Alcoa, Inc the largest producer in the U.S. of aluminum reported quarterly earnings that beat forecasts after its smelting sector returned to be profitable and results were better at one of its units that makes aerospace and auto parts.
Net income for the third quarter excluding costs of plant closings and other items that were one-time was 11 cents per share. Alcoa, based in New York, said its engineered products business, which supplies the aerospace industry like Airbus and Boeing, saw operating income after tax increase by 22% to end the quarter at $192 million, while a profit of $8 million was earned by its primary metals sector.
The downstream divisions of Alcoa, the ones that make forged, rolled or extruded products of aluminum have helped to account for a growing proportion of Alcoa’s revenue during the last year.

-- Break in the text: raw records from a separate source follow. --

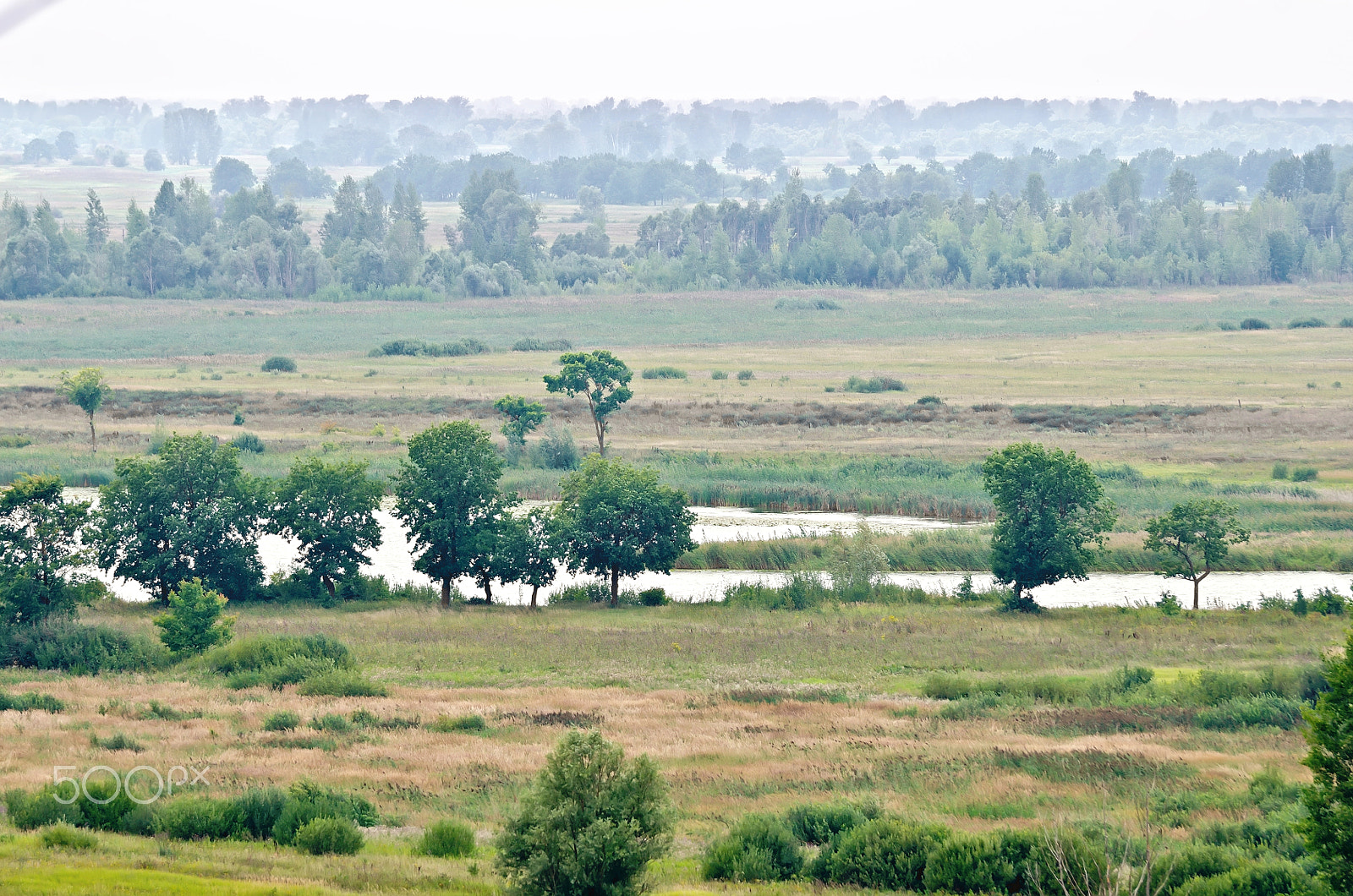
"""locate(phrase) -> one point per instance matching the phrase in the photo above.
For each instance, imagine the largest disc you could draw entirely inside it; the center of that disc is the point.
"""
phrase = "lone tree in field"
(589, 826)
(329, 511)
(87, 391)
(599, 375)
(1194, 538)
(1329, 800)
(523, 417)
(187, 513)
(446, 494)
(41, 551)
(1052, 517)
(616, 520)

They have been the focus of CEO and Chairman Klaus Kleinfeld’s efforts to reorient the company to capitalize on the increasing demand for components that are high-tech in the latest commercial aircraft and cars.

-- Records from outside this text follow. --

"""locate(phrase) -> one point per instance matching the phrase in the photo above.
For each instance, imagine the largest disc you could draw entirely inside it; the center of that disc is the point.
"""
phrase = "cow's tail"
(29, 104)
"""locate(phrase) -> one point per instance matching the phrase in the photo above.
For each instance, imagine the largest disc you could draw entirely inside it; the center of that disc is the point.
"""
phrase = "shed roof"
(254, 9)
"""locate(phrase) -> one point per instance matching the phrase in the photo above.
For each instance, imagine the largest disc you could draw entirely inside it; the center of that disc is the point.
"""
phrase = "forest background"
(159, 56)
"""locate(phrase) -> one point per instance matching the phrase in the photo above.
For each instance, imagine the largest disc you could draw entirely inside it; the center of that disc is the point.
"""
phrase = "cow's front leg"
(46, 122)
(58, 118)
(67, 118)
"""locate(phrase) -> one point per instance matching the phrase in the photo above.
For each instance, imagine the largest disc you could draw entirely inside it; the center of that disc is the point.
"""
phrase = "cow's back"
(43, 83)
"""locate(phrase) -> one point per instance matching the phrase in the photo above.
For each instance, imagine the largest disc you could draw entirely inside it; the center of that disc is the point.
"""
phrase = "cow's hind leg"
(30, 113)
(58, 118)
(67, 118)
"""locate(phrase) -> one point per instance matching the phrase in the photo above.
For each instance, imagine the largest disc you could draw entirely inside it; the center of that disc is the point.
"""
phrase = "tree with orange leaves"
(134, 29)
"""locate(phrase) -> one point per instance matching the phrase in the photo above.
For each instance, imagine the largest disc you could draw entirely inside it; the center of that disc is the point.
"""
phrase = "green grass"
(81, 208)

The latest quarterly earnings were released after regular trading had ended on Tuesday in New York. Shares of Alcoa were up by 1.5% Tuesday night, after they had been made public.

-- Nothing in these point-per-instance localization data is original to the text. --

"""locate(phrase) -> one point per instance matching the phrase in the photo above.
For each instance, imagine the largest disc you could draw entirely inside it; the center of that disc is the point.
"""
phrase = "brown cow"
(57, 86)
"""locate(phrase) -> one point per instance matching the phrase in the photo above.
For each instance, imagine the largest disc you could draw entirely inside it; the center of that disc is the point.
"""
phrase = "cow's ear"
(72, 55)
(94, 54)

For the quarter, net income finished at 2 cents per share, compared to a loss of 13 cents per share one year ago. Sales dropped from $5.83 billion to $5.77 billion beating an average estimate of $5.63 billion.
Alcoa is typically the first company in the U.S. to report its quarterly earnings. In September, it was taken off the Dow Jones Industrial Average after 44 years.
As well as a drop of 8.5% in its price per share during 2013, the credit rating for Alcoa was cut by Moody’s Investors Service to junk status in May.